The Centre’s opening also marks the launch of Jaddaf Waterfront Sculpture Park, Dubai’s first open-air art park, designed by UAE-based ibda design and developed in partnership with Dubai Holding. The inaugural installation includes sculptures by Helaine Blumenfeld, Talin Hazbar and Latifa Saeed, Mohammed Ahmed Ibrahim, David Nash, and Slavs and Tatars. A series of public events and activations curated by Art Jameel for the park kicks off with the regional premiere of WATERLICHT, an immersive light installation by Daan Roosegaarde, presented by Dubai Holding.
Six months of staggered exhibitions, including new works and solo installations by artists such as Hemali Bhuta, Hassan Khan, Seher Shah, Randhir Singh and Farah Al Qasimi, will be announced in the coming months. The symposium and corresponding book launch Past Disquiet—exploring histories of trans-national and anti-imperial solidarity within the arts and museums in the ’60s and ’70s—will take place in January 2019.
Opening exhibitions and commissions
Crude, curated by Murtaza Vali (on view November 11, 2018–March 30, 2019) and featuring 17 artists and collectives, explores oil as an agent of social, cultural and economic transformation, as well as a driver of geo-political upheaval. Works from the 1950s and 1960s are juxtaposed with more recent works, including several new commissions. The exhibition considers some of the complex histories of oil as a catalyst of modernity across the Middle East, tracing its effects through the archives, infrastructures, and technologies it has produced. Crude is accompanied by a specially produced catalogue and a series of educational programmes, including a film series and a symposium in spring 2019.
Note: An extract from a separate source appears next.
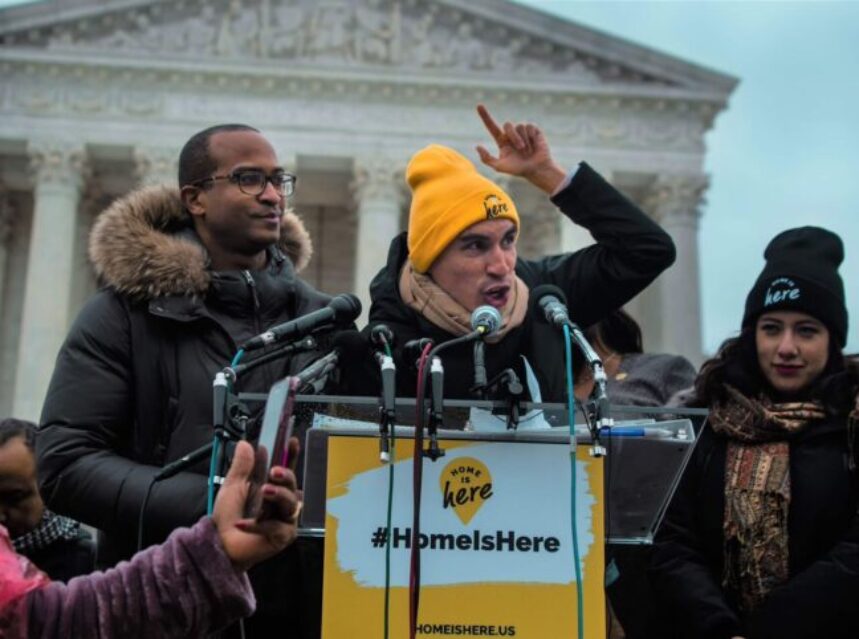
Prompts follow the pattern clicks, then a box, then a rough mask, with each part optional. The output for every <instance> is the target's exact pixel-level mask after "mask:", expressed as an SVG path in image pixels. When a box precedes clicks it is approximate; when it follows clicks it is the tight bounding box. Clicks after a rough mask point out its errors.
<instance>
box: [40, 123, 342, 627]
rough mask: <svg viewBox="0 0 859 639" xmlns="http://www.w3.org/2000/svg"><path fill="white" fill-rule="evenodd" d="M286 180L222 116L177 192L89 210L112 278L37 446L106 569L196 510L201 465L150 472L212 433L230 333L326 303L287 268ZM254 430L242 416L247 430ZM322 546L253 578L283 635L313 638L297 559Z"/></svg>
mask: <svg viewBox="0 0 859 639" xmlns="http://www.w3.org/2000/svg"><path fill="white" fill-rule="evenodd" d="M295 183H296V178H295V176H294V175H291V174H290V173H288V172H287V171H285V170H284V168H283V167H282V166H281V164H280V163H279V162H278V160H277V155H276V153H275V151H274V149H273V148H272V146H271V144H270V143H269V142H268V141H267V140H266V138H265V137H264V136H263V135H262V134H261V133H260V132H259V131H257V130H256V129H254V128H252V127H248V126H245V125H234V124H231V125H220V126H216V127H212V128H209V129H206V130H204V131H201V132H200V133H197V134H196V135H194V136H193V137H191V139H190V140H188V142H187V143H186V144H185V147H184V148H183V149H182V152H181V154H180V157H179V188H178V189H176V188H169V187H166V186H162V187H150V188H145V189H141V190H139V191H136V192H134V193H131V194H130V195H128V196H126V197H124V198H122V199H120V200H118V201H117V202H115V203H114V204H112V205H111V206H110V207H109V208H108V209H107V210H106V211H105V212H103V213H102V214H101V215H100V216H99V218H98V220H97V221H96V223H95V225H94V227H93V231H92V236H91V240H90V258H91V260H92V263H93V266H94V268H95V270H96V273H97V274H98V276H99V278H100V280H101V281H102V282H103V284H104V285H105V286H104V288H102V290H100V291H99V292H98V293H97V294H96V295H95V296H94V297H93V298H92V299H91V300H90V301H89V302H88V303H87V305H86V306H85V307H84V309H83V310H82V311H81V313H80V315H79V316H78V318H77V320H76V321H75V323H74V325H73V327H72V329H71V331H70V333H69V335H68V337H67V339H66V342H65V343H64V344H63V346H62V349H61V351H60V354H59V357H58V359H57V365H56V369H55V370H54V374H53V378H52V380H51V384H50V388H49V390H48V394H47V398H46V401H45V405H44V408H43V412H42V418H41V433H40V437H39V445H38V458H39V472H40V478H41V480H42V486H41V487H42V490H43V494H44V495H45V496H46V499H47V501H48V504H49V506H50V508H52V509H54V510H55V511H56V512H59V513H63V514H67V515H73V516H74V517H75V518H77V519H78V520H80V521H82V522H84V523H87V524H89V525H91V526H93V527H95V528H98V529H99V531H100V535H99V550H98V563H99V564H100V565H101V566H109V565H112V564H114V563H116V561H118V560H119V559H123V558H126V557H129V556H130V555H131V554H133V552H134V550H135V549H136V545H137V539H138V533H139V530H138V523H139V522H141V521H142V538H143V540H144V544H145V545H149V544H152V543H156V542H159V541H162V540H163V539H164V538H166V536H167V535H168V533H169V532H170V531H171V530H173V529H174V528H177V527H179V526H183V525H188V524H190V523H193V522H194V521H196V520H197V519H198V518H199V517H200V516H201V515H203V514H204V513H205V509H206V474H207V470H208V469H207V462H206V461H204V462H201V463H199V464H198V465H197V466H194V467H193V468H192V469H191V470H190V471H186V472H180V473H179V474H177V475H175V476H173V477H170V478H168V479H164V480H162V481H158V482H157V483H153V479H154V478H155V475H156V474H157V473H158V472H159V471H160V470H161V467H163V466H164V465H165V464H167V463H169V462H172V461H175V460H177V459H180V458H181V457H182V456H184V455H186V454H188V453H190V452H192V451H194V450H196V449H198V448H199V447H201V446H203V445H205V444H207V443H209V442H211V441H212V437H213V428H212V423H213V409H212V382H213V380H214V378H215V375H216V373H217V372H218V371H221V370H222V369H223V368H224V367H225V366H227V365H229V364H230V362H231V360H232V358H233V356H234V355H235V353H236V352H237V350H238V345H240V344H242V343H244V342H245V341H247V340H248V339H250V338H251V337H253V336H255V335H257V334H259V333H261V332H262V331H264V330H265V329H267V328H269V327H271V326H273V325H276V324H279V323H282V322H285V321H288V320H290V319H293V318H295V317H299V316H301V315H304V314H306V313H309V312H311V311H314V310H316V309H318V308H321V307H323V306H325V305H326V304H327V303H328V301H329V299H330V298H329V297H328V296H327V295H324V294H322V293H320V292H318V291H316V290H315V289H314V288H312V287H311V286H310V285H309V284H307V283H306V282H304V281H302V280H301V279H300V278H299V277H298V276H297V274H296V272H297V270H298V269H300V268H302V267H303V266H305V265H306V263H307V262H308V260H309V259H310V252H311V247H310V240H309V236H308V234H307V232H306V230H305V229H304V226H303V225H302V223H301V221H300V220H299V219H298V218H297V217H296V216H295V215H294V214H293V213H292V212H291V211H290V210H289V209H288V208H287V206H286V204H287V198H288V196H289V195H291V194H292V191H293V189H294V187H295ZM318 354H319V353H317V352H308V353H303V354H299V355H294V356H292V357H286V356H282V357H277V358H275V359H273V360H272V361H270V362H268V363H267V364H264V365H261V366H259V367H257V368H254V369H251V370H249V371H247V372H246V373H243V374H241V375H239V377H238V379H237V381H236V382H235V385H234V390H236V391H237V392H259V393H264V392H267V391H268V389H269V388H270V387H271V385H272V384H273V383H274V382H275V381H276V380H278V379H280V378H282V377H284V376H285V375H288V374H291V373H295V372H297V371H298V370H301V369H302V368H304V366H306V364H307V363H308V362H309V361H310V360H311V359H313V358H314V357H317V356H318ZM258 427H259V424H258V422H257V420H255V419H251V420H250V421H249V422H248V424H247V431H248V435H249V436H250V437H251V438H254V437H255V436H256V434H257V432H256V431H257V430H258ZM150 487H151V494H150V495H149V498H148V501H147V502H146V508H145V511H144V513H143V517H141V516H140V515H141V507H142V505H143V503H144V498H145V496H146V494H147V491H148V490H150ZM316 552H319V550H318V548H316V547H313V548H309V547H307V546H305V547H304V548H303V549H298V550H296V549H295V547H293V548H292V549H291V550H287V551H286V552H285V553H283V554H282V555H281V556H280V557H278V558H276V559H275V560H272V562H275V564H272V563H271V562H269V564H268V566H262V567H259V568H258V569H257V571H258V572H257V575H256V579H255V578H254V575H253V574H252V577H251V578H252V581H253V582H254V586H255V590H256V593H257V600H258V606H259V611H260V615H259V616H258V617H257V623H258V624H259V623H260V620H264V619H265V618H266V617H265V615H266V613H276V614H280V615H285V616H288V620H289V622H288V626H289V628H290V632H291V634H290V636H291V637H312V636H315V635H317V633H318V619H319V617H320V615H319V611H318V607H319V601H318V599H317V598H316V597H313V596H310V595H309V594H308V593H312V592H314V591H315V590H318V589H319V588H320V586H319V584H315V585H313V584H310V583H308V580H314V579H315V580H319V579H321V576H320V575H319V574H318V573H317V572H315V571H309V574H308V575H307V576H303V575H302V571H301V566H302V565H305V564H307V563H308V559H307V554H308V553H316ZM299 584H300V585H299ZM269 621H270V619H269ZM283 623H284V622H283V621H281V622H280V624H281V627H283V625H282V624H283ZM254 628H256V631H254ZM248 631H249V632H248V634H249V636H261V635H262V632H261V631H260V630H259V625H257V626H254V625H253V624H250V625H249V626H248Z"/></svg>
Artist’s Rooms, a series of solo exhibitions (on view November 11, 2018–February 9, 2019), opens with four featured artists: Chiharu Shiota, Maha Malluh, Lala Rukh and Mounira Al Solh. Characteristic of this ongoing programme, the installations draw from the Art Jameel Collection and include a commission—a significant site-specific piece by Shiota—as well as diverse mediums including works on paper, video, sculptures and textile pieces.
A selection of large-scale installations and sculptural works, several newly commissioned, are on view at the Centre’s roof terrace and within a series of permanent gardens designed by landscape architect Anouk Vogel. The Jameel Arts Centre’s seven garden installations reflect local and global desert biomes. At the Centre’s opening, the lobby features a new interactive work by Lara Favaretto, and Shaikha Al Mazrou presents the first in an annual series of commissioned projects for the Artist’s Garden. A site-specific installation by Kuwait-based artists Alia Farid and Aseel AlYaqoub—the winning work from the first edition of Art Jameel Commissions—will remain on view through September 2019, and a sculptural work by Vikram Divecha will also be installed within the garden spaces in the coming months.
A series of artist’s films and related programming will be on view in Gallery 9, starting with the feature-length work Wild Relatives (2018) by Jumana Manna.